A visit to Planet BBC
FOR a snapshot of the BBC’s instinctive soft-Left mindset, consider its treatment of two news stories, barely 12 hours apart.
Example One, broadcast on Tuesday’s Newsnight, was a lengthy analysis of the housing crisis in Peterborough. Somehow the report managed to avoid a single mention of mass immigration – probably the most significant cause of the acute shortage of affordable accommodation in the Cambridgeshire town.
Example Two, yesterday morning, was the Today programme’s spin on the latest, sensational jobs figures. Instead of highlighting the drop in unemployment to its lowest rate for 40 years, Radio 4 focused on the growing gap between chief executives’ pay and that of the wider workforce.

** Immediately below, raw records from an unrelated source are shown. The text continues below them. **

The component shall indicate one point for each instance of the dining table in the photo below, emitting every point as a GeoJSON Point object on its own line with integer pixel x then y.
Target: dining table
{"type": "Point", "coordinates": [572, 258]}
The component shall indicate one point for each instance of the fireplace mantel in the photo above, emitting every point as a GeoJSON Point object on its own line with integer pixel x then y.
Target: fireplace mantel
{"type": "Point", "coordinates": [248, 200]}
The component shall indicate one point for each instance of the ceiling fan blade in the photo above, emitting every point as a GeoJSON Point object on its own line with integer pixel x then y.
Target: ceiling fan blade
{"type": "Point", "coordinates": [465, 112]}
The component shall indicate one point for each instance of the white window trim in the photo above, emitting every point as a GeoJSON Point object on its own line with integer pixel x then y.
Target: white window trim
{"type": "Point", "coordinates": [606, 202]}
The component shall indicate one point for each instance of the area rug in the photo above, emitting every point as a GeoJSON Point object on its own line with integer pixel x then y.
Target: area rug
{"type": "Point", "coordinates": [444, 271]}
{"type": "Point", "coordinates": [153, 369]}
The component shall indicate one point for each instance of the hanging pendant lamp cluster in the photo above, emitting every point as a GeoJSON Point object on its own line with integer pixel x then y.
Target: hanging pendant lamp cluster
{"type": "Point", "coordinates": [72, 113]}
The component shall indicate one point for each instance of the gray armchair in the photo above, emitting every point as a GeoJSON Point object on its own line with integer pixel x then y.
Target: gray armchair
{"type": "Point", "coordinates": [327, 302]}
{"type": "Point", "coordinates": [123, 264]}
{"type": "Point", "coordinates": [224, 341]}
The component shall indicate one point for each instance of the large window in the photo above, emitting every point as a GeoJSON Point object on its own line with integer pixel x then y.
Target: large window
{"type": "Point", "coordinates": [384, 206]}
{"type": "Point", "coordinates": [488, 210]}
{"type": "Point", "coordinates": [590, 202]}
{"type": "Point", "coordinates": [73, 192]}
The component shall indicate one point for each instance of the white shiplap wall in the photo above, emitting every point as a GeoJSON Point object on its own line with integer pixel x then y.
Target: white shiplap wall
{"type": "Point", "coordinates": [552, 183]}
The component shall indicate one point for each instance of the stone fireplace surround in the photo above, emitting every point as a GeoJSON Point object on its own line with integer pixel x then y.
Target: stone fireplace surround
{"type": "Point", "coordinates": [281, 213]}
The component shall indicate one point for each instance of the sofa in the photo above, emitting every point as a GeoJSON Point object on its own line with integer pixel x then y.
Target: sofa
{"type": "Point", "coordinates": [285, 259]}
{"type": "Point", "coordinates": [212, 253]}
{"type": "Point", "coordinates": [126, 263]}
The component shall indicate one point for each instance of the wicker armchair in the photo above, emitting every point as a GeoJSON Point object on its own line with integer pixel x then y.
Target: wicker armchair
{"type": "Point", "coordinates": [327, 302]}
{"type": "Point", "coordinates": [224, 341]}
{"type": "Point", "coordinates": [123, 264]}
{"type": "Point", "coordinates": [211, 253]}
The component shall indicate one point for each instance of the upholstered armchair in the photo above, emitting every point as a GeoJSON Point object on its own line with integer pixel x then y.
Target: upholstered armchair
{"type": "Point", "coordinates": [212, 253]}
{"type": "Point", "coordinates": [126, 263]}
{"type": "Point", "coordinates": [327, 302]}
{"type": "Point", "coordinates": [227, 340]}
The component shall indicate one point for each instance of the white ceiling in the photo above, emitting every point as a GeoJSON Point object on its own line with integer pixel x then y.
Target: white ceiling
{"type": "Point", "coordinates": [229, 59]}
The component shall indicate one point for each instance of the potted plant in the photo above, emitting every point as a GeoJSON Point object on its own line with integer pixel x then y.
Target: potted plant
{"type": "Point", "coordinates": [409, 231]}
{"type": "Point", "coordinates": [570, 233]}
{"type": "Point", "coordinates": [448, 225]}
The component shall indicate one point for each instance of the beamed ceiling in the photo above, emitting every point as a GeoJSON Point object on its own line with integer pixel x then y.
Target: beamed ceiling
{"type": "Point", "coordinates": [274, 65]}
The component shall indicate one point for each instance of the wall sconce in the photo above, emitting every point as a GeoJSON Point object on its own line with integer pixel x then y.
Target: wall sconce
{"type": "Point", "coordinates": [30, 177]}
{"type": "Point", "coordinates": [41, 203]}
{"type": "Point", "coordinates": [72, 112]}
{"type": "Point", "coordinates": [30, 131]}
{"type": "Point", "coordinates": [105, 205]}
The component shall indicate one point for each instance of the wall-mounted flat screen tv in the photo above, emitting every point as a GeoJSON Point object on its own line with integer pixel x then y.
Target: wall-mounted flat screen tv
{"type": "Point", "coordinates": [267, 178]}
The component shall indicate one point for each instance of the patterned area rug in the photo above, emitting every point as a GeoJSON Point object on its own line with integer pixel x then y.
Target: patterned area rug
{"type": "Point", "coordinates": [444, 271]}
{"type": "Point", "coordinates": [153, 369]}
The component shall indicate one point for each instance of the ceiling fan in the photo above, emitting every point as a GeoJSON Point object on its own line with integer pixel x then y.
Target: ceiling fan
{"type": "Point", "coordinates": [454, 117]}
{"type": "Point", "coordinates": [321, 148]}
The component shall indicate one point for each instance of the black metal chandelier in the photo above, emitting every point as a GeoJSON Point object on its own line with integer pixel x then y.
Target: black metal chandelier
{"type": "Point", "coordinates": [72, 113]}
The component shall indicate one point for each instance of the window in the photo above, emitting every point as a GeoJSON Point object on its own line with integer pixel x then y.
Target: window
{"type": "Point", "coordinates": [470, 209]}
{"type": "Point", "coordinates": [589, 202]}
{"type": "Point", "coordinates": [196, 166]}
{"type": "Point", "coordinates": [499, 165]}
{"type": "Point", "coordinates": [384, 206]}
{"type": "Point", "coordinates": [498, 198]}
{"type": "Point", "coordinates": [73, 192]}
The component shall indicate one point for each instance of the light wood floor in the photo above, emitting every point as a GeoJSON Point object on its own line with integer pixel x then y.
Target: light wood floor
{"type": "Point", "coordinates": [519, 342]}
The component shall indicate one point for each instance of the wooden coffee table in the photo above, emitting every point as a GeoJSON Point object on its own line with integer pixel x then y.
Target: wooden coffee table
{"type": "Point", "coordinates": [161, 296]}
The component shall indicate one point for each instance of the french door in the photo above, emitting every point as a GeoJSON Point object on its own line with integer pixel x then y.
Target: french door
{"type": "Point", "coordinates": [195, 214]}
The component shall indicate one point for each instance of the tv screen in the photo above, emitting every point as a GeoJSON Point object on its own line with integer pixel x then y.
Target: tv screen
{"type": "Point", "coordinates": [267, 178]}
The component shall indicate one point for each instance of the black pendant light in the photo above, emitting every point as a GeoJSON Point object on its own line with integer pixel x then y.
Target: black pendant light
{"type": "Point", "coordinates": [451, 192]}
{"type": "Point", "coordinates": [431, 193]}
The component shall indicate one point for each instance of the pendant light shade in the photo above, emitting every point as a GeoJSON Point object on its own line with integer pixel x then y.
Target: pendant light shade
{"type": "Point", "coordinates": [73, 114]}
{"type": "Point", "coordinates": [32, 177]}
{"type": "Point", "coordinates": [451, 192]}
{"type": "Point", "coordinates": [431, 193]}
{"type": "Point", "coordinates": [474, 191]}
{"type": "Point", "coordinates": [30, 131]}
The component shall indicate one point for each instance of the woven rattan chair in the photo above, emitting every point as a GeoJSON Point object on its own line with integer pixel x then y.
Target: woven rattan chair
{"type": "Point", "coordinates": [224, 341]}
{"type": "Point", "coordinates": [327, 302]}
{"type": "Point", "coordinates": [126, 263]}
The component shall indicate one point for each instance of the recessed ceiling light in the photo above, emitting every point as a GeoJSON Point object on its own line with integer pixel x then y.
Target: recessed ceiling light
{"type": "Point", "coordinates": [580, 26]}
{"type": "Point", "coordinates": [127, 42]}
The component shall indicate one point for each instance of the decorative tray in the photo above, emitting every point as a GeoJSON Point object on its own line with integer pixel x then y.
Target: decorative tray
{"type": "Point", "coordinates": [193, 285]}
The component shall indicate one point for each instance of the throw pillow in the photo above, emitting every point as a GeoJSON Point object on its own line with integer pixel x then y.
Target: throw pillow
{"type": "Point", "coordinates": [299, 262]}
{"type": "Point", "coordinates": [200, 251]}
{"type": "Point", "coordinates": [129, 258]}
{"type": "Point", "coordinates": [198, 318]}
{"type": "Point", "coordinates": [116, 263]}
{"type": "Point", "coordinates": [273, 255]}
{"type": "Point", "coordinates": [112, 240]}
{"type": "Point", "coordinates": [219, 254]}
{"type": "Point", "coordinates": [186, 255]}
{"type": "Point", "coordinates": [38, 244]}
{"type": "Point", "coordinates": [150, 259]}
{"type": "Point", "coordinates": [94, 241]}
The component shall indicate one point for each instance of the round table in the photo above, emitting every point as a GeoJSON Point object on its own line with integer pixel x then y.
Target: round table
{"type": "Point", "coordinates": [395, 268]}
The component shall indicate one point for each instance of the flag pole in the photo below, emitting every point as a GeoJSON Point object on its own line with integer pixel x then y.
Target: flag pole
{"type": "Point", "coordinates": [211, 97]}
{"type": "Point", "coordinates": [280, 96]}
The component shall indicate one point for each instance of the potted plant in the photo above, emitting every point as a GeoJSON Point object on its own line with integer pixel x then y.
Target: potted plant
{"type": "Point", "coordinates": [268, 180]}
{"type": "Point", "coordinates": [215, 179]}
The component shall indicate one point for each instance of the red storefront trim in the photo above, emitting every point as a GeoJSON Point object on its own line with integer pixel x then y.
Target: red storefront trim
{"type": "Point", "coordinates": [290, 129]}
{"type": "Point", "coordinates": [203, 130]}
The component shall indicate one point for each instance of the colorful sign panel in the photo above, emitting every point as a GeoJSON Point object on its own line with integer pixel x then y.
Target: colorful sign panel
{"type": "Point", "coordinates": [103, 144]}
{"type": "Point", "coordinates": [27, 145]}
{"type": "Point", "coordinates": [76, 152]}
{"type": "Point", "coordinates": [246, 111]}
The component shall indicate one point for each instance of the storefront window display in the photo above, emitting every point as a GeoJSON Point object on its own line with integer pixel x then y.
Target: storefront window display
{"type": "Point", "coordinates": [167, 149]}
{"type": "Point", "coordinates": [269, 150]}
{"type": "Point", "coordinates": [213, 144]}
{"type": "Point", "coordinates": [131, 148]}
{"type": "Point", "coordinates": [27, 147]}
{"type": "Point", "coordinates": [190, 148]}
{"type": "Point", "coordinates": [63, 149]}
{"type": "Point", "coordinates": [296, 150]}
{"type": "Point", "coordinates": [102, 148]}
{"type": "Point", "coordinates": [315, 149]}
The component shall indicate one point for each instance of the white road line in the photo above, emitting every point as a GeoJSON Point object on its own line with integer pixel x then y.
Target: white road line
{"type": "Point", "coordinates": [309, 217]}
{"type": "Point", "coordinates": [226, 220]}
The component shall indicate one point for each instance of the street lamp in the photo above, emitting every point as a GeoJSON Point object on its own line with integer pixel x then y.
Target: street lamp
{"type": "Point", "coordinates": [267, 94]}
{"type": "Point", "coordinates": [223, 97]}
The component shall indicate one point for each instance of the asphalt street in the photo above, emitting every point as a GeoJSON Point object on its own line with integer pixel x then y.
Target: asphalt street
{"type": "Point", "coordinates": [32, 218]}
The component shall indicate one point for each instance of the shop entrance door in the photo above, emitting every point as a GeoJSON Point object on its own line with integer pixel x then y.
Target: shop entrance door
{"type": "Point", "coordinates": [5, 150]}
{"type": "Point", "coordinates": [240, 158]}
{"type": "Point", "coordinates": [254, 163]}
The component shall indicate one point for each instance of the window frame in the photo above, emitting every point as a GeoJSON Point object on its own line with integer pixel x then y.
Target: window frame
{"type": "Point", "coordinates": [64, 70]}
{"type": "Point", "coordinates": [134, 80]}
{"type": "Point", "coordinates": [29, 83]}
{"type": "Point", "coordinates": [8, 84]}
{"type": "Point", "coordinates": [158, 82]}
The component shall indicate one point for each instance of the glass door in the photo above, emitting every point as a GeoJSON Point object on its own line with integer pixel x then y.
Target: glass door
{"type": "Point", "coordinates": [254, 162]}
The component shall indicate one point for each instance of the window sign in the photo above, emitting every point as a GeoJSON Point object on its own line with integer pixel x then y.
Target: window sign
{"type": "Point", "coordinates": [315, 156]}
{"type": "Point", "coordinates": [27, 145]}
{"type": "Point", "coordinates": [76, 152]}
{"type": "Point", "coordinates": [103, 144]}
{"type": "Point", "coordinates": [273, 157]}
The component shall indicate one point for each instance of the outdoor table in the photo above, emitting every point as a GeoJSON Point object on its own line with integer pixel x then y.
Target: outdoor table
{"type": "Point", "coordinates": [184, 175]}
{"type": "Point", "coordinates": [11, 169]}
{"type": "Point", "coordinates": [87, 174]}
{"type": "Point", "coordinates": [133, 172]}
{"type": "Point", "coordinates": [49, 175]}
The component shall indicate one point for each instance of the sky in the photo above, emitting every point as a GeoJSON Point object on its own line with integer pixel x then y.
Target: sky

Thus, it presented a great Tory success, transforming thousands of lives, as a bad news story for the Government. Doesn’t it often seem that the BBC inhabits a different universe from its licence-fee payers? TRUE, we cannot know whether a highly-trained terrorist would have penetrated Parliament’s defences more effectively than the loser who injured three cyclists on Tuesday. But what is clear is that the security barriers and prompt police response were more than a match for terror suspect Salih Khater. Indeed, this paper believes it would be a mistake to convert failure into victory for terrorism by closing the roads around the Commons to traffic, at great inconvenience to Londoners. MPs are isolated enough from the real world without surrounding their bubble with steel. AS he threatens to move ‘ tens of billions of pounds’ of business out of the UK, has RBS boss Ross McEwan forgotten that British taxpayers bailed out his bank to the tune of £ 45billion? Yesterday, the competition watchdog ranked RBS worst for customer service. Clearly, it’s top of the league for ingratitude and downright treachery.